SH: You wrote an Instagram post a few months ago about what it’s like to often be the only woman in the room. What advice would you give to a young woman wanting to get into the business side of the industry?

RD: Know your worth and understand your value above all. This industry is tough enough as is, but as women we’re often overlooked professionally for various different reasons and you have to be confident enough to put your foot down and establish the nature of the relationship. Don’t ever feel like you have to play along with “flirting” men because it’ll get you somewhere faster. Men are often intimidating, but don’t for a second think that you can’t hold your ground no matter how new you are or whatever the case may be. Just make sure you know your stuff – I can’t emphasize that enough. They can try to downplay who we are, but they can never downplay the work. Make sure you have tough skin too, because you’ll constantly be tested. Build a community of women you can trust in your network. If you can find a mentor, which I was lucky enough to be able to do, I highly recommend that.

Lastly, don’t let society tell you who to be. If you want to go to that studio with six inch heels and a cute dress, do it – your aura is what demands respect, not your attire or looks. If you want to dress in oversized clothing and kicks, do that too. Don’t ever let anyone in this industry take you out of your character. My DM’s and emails are also always open to women who want any advice or just a companion in the industry. I don’t know everything, but I’m happy to share what I do. I want women to succeed. This world and specifically this industry would be nothing without women. 

SH: Lastly, one of the reasons why we wanted to profile you is because you give off this “boss” vibe. What does being a “boss” mean to you?

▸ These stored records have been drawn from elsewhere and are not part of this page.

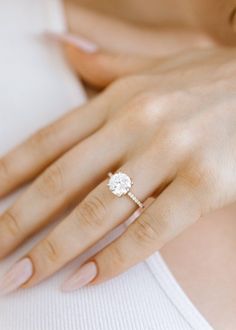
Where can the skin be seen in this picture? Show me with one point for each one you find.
(182, 161)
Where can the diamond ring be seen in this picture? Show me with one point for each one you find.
(120, 185)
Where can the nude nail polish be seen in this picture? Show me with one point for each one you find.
(76, 41)
(19, 274)
(81, 278)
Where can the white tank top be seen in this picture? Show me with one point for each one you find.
(36, 87)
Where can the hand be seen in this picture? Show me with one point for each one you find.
(171, 128)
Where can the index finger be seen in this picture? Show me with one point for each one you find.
(32, 156)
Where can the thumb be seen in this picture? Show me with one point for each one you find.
(100, 67)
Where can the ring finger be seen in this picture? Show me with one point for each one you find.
(99, 212)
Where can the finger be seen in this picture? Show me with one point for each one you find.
(100, 212)
(175, 209)
(67, 180)
(28, 159)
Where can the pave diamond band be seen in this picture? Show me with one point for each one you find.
(120, 185)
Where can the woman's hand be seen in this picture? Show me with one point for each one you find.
(170, 127)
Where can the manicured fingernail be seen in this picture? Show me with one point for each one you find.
(83, 277)
(19, 274)
(78, 42)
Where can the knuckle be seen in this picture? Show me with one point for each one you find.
(4, 169)
(39, 142)
(12, 224)
(145, 231)
(49, 250)
(118, 257)
(50, 183)
(91, 212)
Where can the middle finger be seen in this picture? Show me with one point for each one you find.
(71, 177)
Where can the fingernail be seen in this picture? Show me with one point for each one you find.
(78, 42)
(19, 274)
(83, 277)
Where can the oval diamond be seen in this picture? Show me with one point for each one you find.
(119, 184)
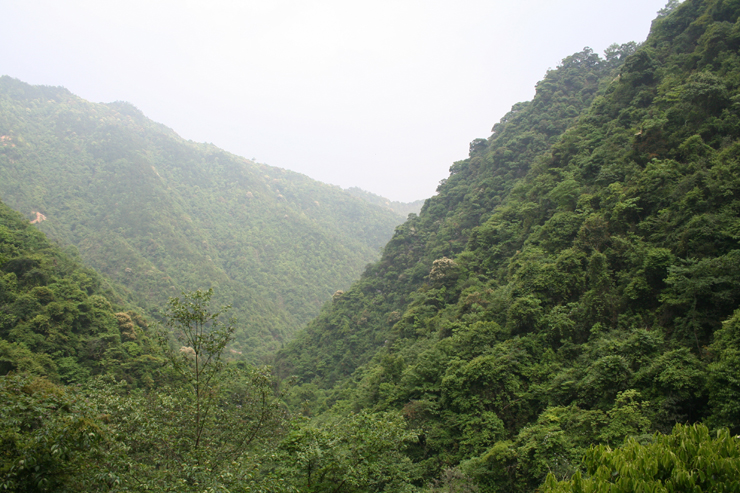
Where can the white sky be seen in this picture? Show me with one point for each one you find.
(380, 94)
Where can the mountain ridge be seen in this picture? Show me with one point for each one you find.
(159, 214)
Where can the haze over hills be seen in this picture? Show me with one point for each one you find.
(158, 214)
(575, 281)
(563, 316)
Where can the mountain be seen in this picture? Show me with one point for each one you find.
(403, 209)
(573, 282)
(61, 320)
(158, 214)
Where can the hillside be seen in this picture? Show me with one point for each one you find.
(573, 281)
(159, 214)
(61, 320)
(403, 209)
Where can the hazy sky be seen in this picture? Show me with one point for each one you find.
(384, 95)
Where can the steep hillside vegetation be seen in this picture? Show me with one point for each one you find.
(403, 209)
(59, 319)
(160, 215)
(569, 283)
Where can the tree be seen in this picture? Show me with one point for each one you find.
(358, 453)
(689, 459)
(203, 338)
(211, 428)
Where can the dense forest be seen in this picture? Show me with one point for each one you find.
(573, 282)
(158, 214)
(562, 316)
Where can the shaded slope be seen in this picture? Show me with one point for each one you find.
(159, 214)
(564, 289)
(60, 319)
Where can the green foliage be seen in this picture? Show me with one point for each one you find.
(568, 284)
(159, 215)
(689, 459)
(49, 436)
(359, 453)
(56, 316)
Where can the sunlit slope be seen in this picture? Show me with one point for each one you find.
(574, 281)
(160, 214)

RD: To me, being a boss is never making excuses for why you can’t take the steps necessary to achieve your goals. Being a boss is being a leader and knowing who you are and what you bring to the table and exerting that into every little thing you do. Being a boss is being patient in the process and not skipping any steps you need to get where you’re going. Being a boss is taking ownership of your shortcomings and instead of dwelling on them, taking accountability and  pplying necessary changes as you go. Being able to see beyond challenging times when times get tough in order to stay on track. You need to be able to do every job, not just the one main one in your job description, so you really can’t operate out of ego as that would be your quickest downfall. You need discipline and you often need to find that within yourself, and that in itself is a job. Lastly, taking care of your mental health. Being a “boss” will take a lot of energy out of you so I can’t stress enough how important it is to take care of yourself because if you crumble, it’ll have a domino effect on your work and those around you.